Sunday, 12 December 2010

December - a time for singing and dancing

The word carol or carole is a medieval word of French and Anglo-Norman origin, believed to mean a dance song or a circle dance accompanied by singing. During the winter solstice feast, people would dance around stone circles.  As early as AD 129, Romans were singing special pagan solstice songs around Christmas time. Several songs were used during Christmas services in Rome, and eventually composers all across Europe started to write their own carols.

The 14th century was a golden age for English carols, most of which followed the verse-refrain pattern. The theme often revolved around a saint, the Christ child or the Virgin Mary, at times blending two languages such as English and Latin. Seen as a source of mass entertainment, such songs were rarely sung at church services.

Bands of people known as Waits would sing these songs. Waits were authorized to take money from the public. They were called 'Waits' because they sang on Christmas Eve, known as 'watch-night' or 'wait-night'. 

In the 17th century, the Puritan government's ban of all Christmas festivities resulted in the loss or garbling of many old carols. When the prohibition was lifted, carol singing was revived with vigour and new carols replaced those that had been lost. With increased popularity came new songs and new ways of singing.

The Festival of Nine Lessons and Carols is based on an Order drawn up by Edward White Benson, later Archbishop of Canterbury but at that time Bishop of Truro, for use on Christmas Eve, 1880. Tradition says that he organized a  festival on Christmas Eve, a temporary wooden shed serving as his cathedral. A key purpose of the service was to keep men out of pubs on Christmas Eve.

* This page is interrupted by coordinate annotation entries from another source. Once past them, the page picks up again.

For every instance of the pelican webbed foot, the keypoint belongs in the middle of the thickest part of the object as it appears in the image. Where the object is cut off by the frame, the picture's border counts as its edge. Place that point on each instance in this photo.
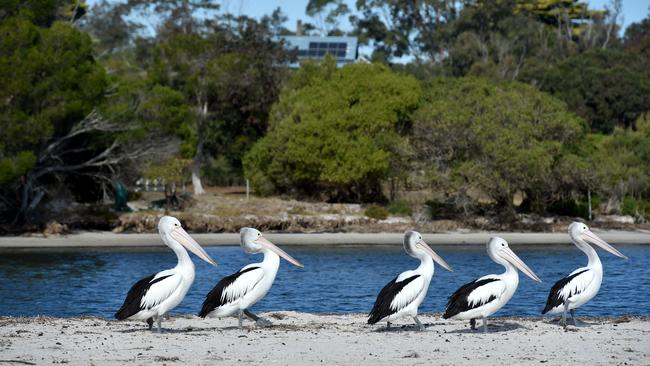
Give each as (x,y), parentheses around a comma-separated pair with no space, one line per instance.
(419,323)
(260,322)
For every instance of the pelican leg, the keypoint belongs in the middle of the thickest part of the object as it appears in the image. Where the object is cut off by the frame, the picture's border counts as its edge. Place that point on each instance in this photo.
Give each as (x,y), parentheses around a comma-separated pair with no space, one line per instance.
(566,308)
(260,322)
(573,318)
(418,323)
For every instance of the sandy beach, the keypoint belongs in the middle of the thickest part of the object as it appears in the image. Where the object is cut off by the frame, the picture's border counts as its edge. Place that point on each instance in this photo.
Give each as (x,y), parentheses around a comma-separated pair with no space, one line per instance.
(299,338)
(109,239)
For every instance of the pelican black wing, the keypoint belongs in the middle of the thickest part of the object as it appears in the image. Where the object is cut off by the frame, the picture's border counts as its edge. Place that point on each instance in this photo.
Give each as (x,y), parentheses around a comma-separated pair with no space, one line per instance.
(382,307)
(216,298)
(132,304)
(554,299)
(458,301)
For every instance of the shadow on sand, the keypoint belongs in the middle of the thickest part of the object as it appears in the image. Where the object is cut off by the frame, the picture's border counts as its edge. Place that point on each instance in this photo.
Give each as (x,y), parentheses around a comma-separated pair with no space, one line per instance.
(494,326)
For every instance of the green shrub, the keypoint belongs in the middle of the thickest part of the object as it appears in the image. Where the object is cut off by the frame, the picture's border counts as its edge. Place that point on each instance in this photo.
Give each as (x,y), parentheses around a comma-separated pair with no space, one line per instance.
(441,210)
(629,206)
(400,208)
(571,208)
(376,212)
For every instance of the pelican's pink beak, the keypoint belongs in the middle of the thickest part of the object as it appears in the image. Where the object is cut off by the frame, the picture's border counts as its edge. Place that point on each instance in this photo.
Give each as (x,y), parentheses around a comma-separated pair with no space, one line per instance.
(267,244)
(427,249)
(594,239)
(511,257)
(180,235)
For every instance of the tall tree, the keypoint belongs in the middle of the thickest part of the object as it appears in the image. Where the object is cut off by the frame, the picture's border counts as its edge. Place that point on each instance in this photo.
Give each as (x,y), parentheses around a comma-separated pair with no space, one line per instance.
(402,28)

The Service was introduced to King's College Chapel, Cambridge in 1918, when the nation was reeling from the  devastation of WWI. It re-told, in words and music, the story of the birth of a young and innocent child into a troubled world almost 2000 years earlier, and brought new and fresh hope to the congregation. It was first broadcast in the UK, in 1928 and is now broadcast to millions of people around the world.

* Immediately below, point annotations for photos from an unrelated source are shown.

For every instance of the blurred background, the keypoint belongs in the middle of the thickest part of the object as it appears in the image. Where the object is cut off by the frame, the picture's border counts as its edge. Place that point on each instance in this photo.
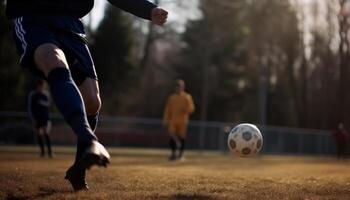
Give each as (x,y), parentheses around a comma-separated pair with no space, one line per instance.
(283,65)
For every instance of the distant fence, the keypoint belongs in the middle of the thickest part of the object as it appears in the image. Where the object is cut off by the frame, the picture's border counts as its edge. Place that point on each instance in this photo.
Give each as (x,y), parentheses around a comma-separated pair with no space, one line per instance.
(15,127)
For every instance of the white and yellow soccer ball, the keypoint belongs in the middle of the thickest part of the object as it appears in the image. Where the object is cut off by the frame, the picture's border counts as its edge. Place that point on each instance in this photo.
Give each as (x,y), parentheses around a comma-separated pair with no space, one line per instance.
(245,140)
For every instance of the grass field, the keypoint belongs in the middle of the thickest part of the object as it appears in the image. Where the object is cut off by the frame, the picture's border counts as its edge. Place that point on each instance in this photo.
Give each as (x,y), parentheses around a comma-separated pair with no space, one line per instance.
(146,174)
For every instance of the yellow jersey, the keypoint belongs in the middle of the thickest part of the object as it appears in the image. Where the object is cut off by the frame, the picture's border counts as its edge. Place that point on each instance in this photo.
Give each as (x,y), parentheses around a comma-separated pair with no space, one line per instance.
(178,108)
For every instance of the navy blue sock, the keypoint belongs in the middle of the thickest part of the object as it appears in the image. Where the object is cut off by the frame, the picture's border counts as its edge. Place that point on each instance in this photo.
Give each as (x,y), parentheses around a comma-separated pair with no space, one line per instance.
(69,102)
(93,119)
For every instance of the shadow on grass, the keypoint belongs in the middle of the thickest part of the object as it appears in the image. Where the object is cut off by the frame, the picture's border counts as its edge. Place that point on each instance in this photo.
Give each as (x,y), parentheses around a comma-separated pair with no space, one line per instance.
(190,197)
(43,193)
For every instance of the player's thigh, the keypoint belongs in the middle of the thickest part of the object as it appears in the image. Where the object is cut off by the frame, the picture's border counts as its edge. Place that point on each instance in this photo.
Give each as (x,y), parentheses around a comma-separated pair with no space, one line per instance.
(48,56)
(90,92)
(181,130)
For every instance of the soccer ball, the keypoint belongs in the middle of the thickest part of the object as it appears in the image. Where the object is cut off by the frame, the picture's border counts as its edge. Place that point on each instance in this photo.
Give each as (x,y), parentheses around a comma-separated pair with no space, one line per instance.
(245,140)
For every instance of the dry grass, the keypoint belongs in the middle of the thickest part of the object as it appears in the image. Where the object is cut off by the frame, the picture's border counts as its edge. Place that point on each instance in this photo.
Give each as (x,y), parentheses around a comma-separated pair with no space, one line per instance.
(146,174)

Everyone has his or her favourite carol. Perhaps the most famous of all is Silent Night (Stille Nacht) based on a poem written in 1816 by an Austrian priest called Joseph Mohr. The story tells of how, on Christmas Eve in 1818 in the small alpine village of Oberndorf, the organ at St. Nicholas Church was broken. Joseph Mohr gave his poem to his friend Franz Xavier Gruber and the melody for Silent Night was composed with the lack of organ accompaniment in mind. The music to Silent Night was written for guitar and the simple score was finished in time for Midnight Mass.